Irritability is also a common symptom in HD and one of the most burdensome to caregivers. For managing irritability, some approaches may be helpful, including identifying and removing triggers, distracting and redirection, and using rewards to encourage appropriate behavior. For families, family therapy can mitigate interpersonal conflicts to practice de-escalation, which can support caregivers.6

Synapticure's Holistic Approach

At Synapticure, we understand the multifaceted nature of HD and its impact on mental health. Our specialized team comprises neurologists, psychiatrists, and psychologists with decades of experience in managing both the neurological and psychiatric aspects of HD. From medication management to behavioral interventions, we tailor our approach to meet individual needs, offering support for both patients and their families and caregivers. We offer mindfulness groups for patients and their caregivers as an evidence-based approach to managing mood symptoms.

​​Through comprehensive care coordination and family therapy, we aim to alleviate caregiver burnout and foster a supportive environment for all affected by HD with our team of care coordinators, mental health practitioners, and neurologists.

You are not alone

Huntington’s disease affects the entire family unit, but you don’t have to navigate this journey alone. Synapticure is here to provide compassionate care, guidance, and support every step of the way. Together, we can work towards enhancing the quality of life and fostering resilience in the face of HD-related challenges.

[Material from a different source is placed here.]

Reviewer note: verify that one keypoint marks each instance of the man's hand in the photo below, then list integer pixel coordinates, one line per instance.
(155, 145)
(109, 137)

1 Gunn S., Dale M., Ovaska-Stafford, N., & Maltby J. (2023). Mental health symptoms among those affected by Huntington’s disease: a cross-sectional study. Brain and Behavior, 13(4):e2954.  doi: 10.1002/brb3.2954

2 Youssov, K., Audurea, E., Vandendriessche, H., Morgado, G., Layese, R., Goizet, C., Verny, C, Bourhis, M., & Bachoud-Levi, A. (2022).  The burden of Huntington’s disease: A prospective longitudinal study of patient/caregiver pairs.  Parkinsonism and Related Disorders., 103: 77-84. doi:10.1016/j.parkreldis.2022.08.023

3 Hergert DC, Cimino CR. Predictors of Caregiver Burden in Huntington's Disease. Arch Clin Neuropsychol. 2021 Mar 16:acab009. doi: 10.1093/arclin/acab009. Epub ahead of print. PMID: 33723593.

4 Achenbach J, Saft C. Another Perspective on Huntington's Disease: Disease Burden in Family Members and Pre-Manifest HD When Compared to Genotype-Negative Participants from ENROLL-HD. Brain Sci. 2021 Dec 8;11(12):1621. doi: 10.3390/brainsci11121621. PMID: 34942923; PMCID: PMC8699274.

5 Zarotti N, Dale M, Eccles F, Simpson J. Psychological Interventions for People with Huntington's Disease: A Call to Arms. J Huntingtons Dis. 2020;9(3):231-243. doi: 10.3233/JHD-200418. PMID: 32894248; PMCID: PMC7683059.

6 Karagas NE, Rocha NP, Stimming EF. Irritability in Huntington's Disease. J Huntingtons Dis. 2020;9(2):107-113. doi: 10.3233/JHD-200397. PMID: 32417789; PMCID: PMC7369067.